Since a European court invalidated an earlier version in 2020, the new framework significantly closes a gap in data protections on both sides of the Atlantic. The court determined that the U.S. had an excessive amount of power to monitor European data transferred under the previous arrangement.
The court case, known as Schrems II, “created enormous uncertainty about the ability of companies to transfer personal data from the European Union to the United States in a manner consistent with EU law,” then-Deputy Assistant Commerce Secretary James Sullivan wrote in a public letter shortly after the decision. The result increased business complexity by requiring U.S. corporations to use several "EU-approved data transmission protocols" on an as-needed basis, according to Sullivan.
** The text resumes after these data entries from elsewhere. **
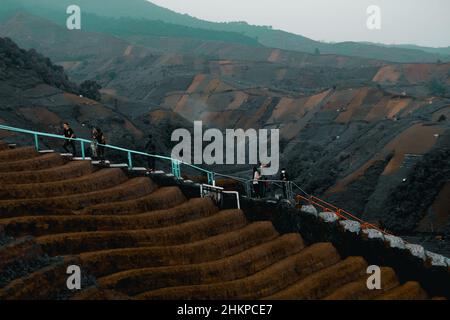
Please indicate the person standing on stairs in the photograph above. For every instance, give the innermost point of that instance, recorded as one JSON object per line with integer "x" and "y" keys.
{"x": 69, "y": 134}
{"x": 285, "y": 178}
{"x": 151, "y": 149}
{"x": 256, "y": 183}
{"x": 100, "y": 139}
{"x": 94, "y": 144}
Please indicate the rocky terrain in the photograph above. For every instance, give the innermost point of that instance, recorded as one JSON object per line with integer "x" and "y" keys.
{"x": 364, "y": 133}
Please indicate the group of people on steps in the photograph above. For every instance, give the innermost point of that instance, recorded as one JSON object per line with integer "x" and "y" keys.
{"x": 259, "y": 181}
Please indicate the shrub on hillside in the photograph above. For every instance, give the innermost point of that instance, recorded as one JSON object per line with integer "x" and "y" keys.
{"x": 91, "y": 89}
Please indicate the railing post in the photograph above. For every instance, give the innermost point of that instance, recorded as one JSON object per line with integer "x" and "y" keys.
{"x": 211, "y": 179}
{"x": 36, "y": 142}
{"x": 83, "y": 155}
{"x": 130, "y": 161}
{"x": 176, "y": 169}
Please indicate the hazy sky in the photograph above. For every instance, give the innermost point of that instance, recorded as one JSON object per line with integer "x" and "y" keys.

The so-called Privacy Shield 2.0 seeks to address European concerns about possible surveillance by U.S. intelligence agencies. In March, after the U.S. and EU agreed in principle to the new framework, the White House said in a fact sheet that the United States is “committed to implement new safeguards to ensure that signals intelligence activities are necessary and proportionate in the pursuit of defined national security objectives.”
With the new system, EU citizens will have access to a Data Protection Review Court (DPRC) that is independent of the U.S. government and composed of members from other countries. According to the March fact sheet, the committee "would have complete authority to adjudicate allegations and direct remedial steps as needed."
The civil liberties protection officer in the Office of the Director of National Intelligence will also carry out an initial inquiry of complaints before a matter reaches the DPRC. Its judgments are final and enforceable, subject to review by the impartial body.
The executive order instructs the American intelligence community to change its policies and practices to conform to the framework's new privacy protections. It gives the independent Privacy and Civil Liberties Oversight Board instructions to go over these revisions and undertake an annual evaluation of the intelligence community's compliance with binding redress rulings.
“The EU-U.S. Data Privacy Framework includes robust commitment to strengthen the privacy and civil liberties safeguards for signals intelligence, which will ensure the privacy of EU personal data,” Commerce Secretary Gina Raimondo told reporters Thursday.